# Specific 3D Printers, Scanners, & Hardware > MakerBot Forum >  Replicator 2 layer shifting on Y

## Mortar Art

I have had a problematic Y axis since I got my Replicator 2 in April. The pulley set screw on the motor was basically a rounded hole when I received the printer, and so there was an inordinate amount of movement in the belt.

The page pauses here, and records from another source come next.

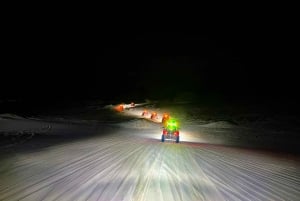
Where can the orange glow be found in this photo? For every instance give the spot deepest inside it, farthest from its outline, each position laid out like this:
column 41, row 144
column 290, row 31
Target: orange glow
column 119, row 108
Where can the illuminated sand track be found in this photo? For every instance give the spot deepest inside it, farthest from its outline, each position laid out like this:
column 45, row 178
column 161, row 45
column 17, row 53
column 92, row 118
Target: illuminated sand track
column 130, row 163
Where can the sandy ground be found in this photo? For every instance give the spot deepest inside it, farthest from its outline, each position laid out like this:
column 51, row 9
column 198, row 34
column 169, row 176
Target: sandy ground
column 124, row 159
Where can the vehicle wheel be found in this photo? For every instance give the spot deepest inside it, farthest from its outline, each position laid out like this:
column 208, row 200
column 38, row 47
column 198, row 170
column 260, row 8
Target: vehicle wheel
column 177, row 139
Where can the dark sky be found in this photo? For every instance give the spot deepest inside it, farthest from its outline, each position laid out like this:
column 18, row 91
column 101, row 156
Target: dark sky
column 117, row 60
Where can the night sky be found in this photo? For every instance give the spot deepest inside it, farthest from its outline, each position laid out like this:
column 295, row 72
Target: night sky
column 241, row 61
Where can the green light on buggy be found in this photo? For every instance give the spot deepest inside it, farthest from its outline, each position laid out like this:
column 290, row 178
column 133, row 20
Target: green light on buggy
column 172, row 124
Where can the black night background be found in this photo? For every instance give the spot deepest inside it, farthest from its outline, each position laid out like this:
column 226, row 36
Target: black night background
column 122, row 107
column 46, row 63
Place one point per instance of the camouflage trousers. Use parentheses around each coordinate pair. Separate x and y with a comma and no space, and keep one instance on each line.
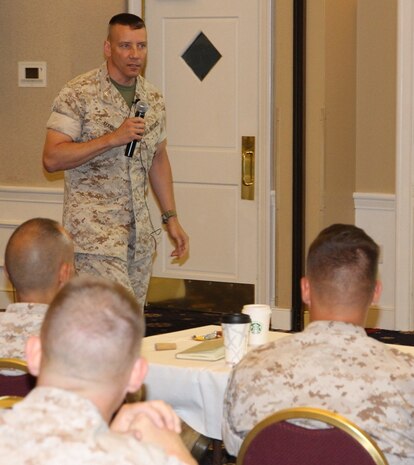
(133,274)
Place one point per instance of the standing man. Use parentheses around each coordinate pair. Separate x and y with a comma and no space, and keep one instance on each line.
(92,121)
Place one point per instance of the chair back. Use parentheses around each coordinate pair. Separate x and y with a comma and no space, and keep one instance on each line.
(275,440)
(9,401)
(17,384)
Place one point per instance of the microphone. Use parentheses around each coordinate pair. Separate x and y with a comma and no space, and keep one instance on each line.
(140,109)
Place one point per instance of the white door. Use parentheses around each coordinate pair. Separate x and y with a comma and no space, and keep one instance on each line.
(215,95)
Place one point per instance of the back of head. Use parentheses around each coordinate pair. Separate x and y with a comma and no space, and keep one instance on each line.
(92,331)
(35,253)
(342,266)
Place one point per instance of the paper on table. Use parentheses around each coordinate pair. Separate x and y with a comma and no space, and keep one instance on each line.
(212,350)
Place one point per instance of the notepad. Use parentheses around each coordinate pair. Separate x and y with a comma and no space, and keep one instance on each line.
(208,350)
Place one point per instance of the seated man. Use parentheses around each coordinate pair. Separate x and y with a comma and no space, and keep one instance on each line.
(38,261)
(87,359)
(332,364)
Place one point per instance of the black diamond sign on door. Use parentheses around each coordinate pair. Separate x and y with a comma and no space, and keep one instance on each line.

I re-tensioned the Y-axis motor cable so many times that I split the motor bracket, and I've just replaced that, and tensioned the belt as much as I could, yet I'm still getting layer shifting in the first few layers of printing.

Below is the types of layer shift I'm getting:

1. Continued shifting for approximately 4mm Z, starting at ~40 degrees, turning a straight wall into a curve.
2. ~2mm shift between the 3rd and 4th layer of rafting.
3. Occasional jumps of ~0.5-1mm at ~4mm Z, only when using rafting

Some of the steps that I have not taken:

1. Switching the Botsteps to see if layer shift goes to X.
2. Ensuring the Y bars, that the gantry runs on are in alignment.
3. Getting someone else to tighten the Y-axis motor belt to confirm I'm doing it right.

Anyone have any experience with a range of issues, like the ones I've described?

----------